Guilherme Mendes é CEO USA & Canada e Global CRO na Axur Cyber Security, contando com mais de 24 anos de experiência em gestão de equipes, vendas, marketing e relações corporativas. Formado em Engenharia Civil pela UFPR e com MBA em Negócios pela FGV, já atuou em grandes multinacionais como PPG, Heineken, Philip Morris International, Anheuser-Busch InBev e HSBC, vivendo e trabalhando em países da América Latina, América do Norte, Europa e Ásia. Ele é casado com Caroline e pai de Lucas e Gabriela, e se orgulha de trocar constantemente experiências com o irmão, um renomado artista plástico, expandindo sua visão tanto em âmbito pessoal quanto profissional.

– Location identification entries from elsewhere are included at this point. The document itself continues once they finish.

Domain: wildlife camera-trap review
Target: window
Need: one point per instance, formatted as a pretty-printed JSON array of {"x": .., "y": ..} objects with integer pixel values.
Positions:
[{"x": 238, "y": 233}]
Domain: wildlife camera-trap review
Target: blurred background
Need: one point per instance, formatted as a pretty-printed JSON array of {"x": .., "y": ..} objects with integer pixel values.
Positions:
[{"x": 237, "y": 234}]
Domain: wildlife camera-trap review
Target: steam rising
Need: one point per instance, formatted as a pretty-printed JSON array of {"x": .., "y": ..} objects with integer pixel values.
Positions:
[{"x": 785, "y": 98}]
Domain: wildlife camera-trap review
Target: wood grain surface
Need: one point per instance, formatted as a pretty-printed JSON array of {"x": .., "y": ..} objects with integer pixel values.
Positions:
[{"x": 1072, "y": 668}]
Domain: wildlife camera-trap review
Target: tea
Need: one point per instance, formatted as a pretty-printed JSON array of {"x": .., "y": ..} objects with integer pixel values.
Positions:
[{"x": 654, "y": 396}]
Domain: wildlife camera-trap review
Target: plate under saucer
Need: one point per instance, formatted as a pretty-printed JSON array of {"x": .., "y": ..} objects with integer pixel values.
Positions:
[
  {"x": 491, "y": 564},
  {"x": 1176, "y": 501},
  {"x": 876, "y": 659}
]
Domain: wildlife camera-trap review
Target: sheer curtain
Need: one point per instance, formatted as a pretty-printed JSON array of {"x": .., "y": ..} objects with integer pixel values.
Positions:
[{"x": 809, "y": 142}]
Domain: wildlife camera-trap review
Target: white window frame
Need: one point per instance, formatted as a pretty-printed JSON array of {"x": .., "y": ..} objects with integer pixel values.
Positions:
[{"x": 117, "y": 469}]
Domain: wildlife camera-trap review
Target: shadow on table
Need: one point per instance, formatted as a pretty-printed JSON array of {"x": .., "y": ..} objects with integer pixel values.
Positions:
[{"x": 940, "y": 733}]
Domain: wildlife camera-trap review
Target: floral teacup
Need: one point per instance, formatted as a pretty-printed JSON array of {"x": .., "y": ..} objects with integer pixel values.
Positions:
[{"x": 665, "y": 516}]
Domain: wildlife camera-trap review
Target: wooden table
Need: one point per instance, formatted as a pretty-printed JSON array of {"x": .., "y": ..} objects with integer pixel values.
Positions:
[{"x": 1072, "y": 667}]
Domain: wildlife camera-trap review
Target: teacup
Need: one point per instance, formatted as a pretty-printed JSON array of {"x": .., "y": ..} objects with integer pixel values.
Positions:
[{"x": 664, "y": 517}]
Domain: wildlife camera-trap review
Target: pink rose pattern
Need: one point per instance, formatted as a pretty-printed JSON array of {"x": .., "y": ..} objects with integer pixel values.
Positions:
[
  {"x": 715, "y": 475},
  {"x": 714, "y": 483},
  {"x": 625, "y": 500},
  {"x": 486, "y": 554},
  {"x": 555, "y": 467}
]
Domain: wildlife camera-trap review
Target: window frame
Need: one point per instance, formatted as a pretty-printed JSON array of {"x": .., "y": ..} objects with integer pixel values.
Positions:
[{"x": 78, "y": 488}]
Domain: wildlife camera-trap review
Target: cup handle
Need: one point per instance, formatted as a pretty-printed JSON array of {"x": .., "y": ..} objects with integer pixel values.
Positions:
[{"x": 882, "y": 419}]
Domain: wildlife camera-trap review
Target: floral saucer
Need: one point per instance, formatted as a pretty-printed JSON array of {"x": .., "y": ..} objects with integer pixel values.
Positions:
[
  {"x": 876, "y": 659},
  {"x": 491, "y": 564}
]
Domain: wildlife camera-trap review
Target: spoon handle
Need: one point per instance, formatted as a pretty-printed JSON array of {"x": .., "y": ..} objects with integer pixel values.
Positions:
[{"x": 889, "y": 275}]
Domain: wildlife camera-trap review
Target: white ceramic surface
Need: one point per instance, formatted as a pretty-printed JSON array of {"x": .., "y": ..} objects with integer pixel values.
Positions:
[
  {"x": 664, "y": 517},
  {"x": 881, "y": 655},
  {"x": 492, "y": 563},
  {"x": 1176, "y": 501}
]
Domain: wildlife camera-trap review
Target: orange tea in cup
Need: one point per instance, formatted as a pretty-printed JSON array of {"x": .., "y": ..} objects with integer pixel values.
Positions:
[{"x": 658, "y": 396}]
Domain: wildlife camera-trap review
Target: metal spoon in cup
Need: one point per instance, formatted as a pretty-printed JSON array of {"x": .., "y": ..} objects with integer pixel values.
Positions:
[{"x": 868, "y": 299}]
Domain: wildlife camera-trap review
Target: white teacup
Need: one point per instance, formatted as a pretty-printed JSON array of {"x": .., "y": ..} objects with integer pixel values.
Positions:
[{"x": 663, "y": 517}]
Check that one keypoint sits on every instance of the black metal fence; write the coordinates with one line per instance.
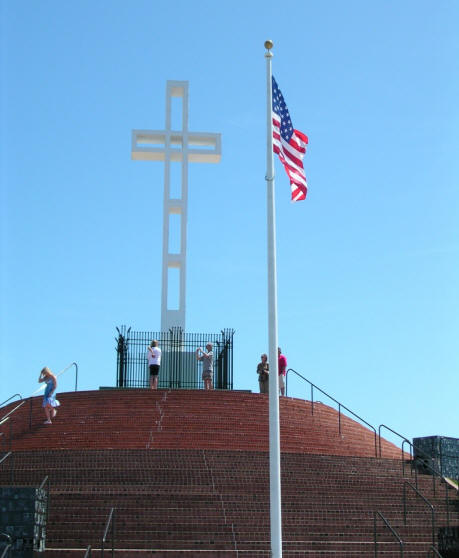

André Mendes é um artista plástico especialista em murais e trabalha em projetos como artista, muralista e arte educador. Formado em Design Gráfico pela PUCPR possui trabalhos em países como Cingapura, Inglaterra, EUA, dentre outros. Assume a imprecisão que permeia as práticas, e promove encontros e experiências entre técnicas e linguagens. Casado com Priscyla e pai de Celeste e Alice, adora trocar experiências com o seu irmão.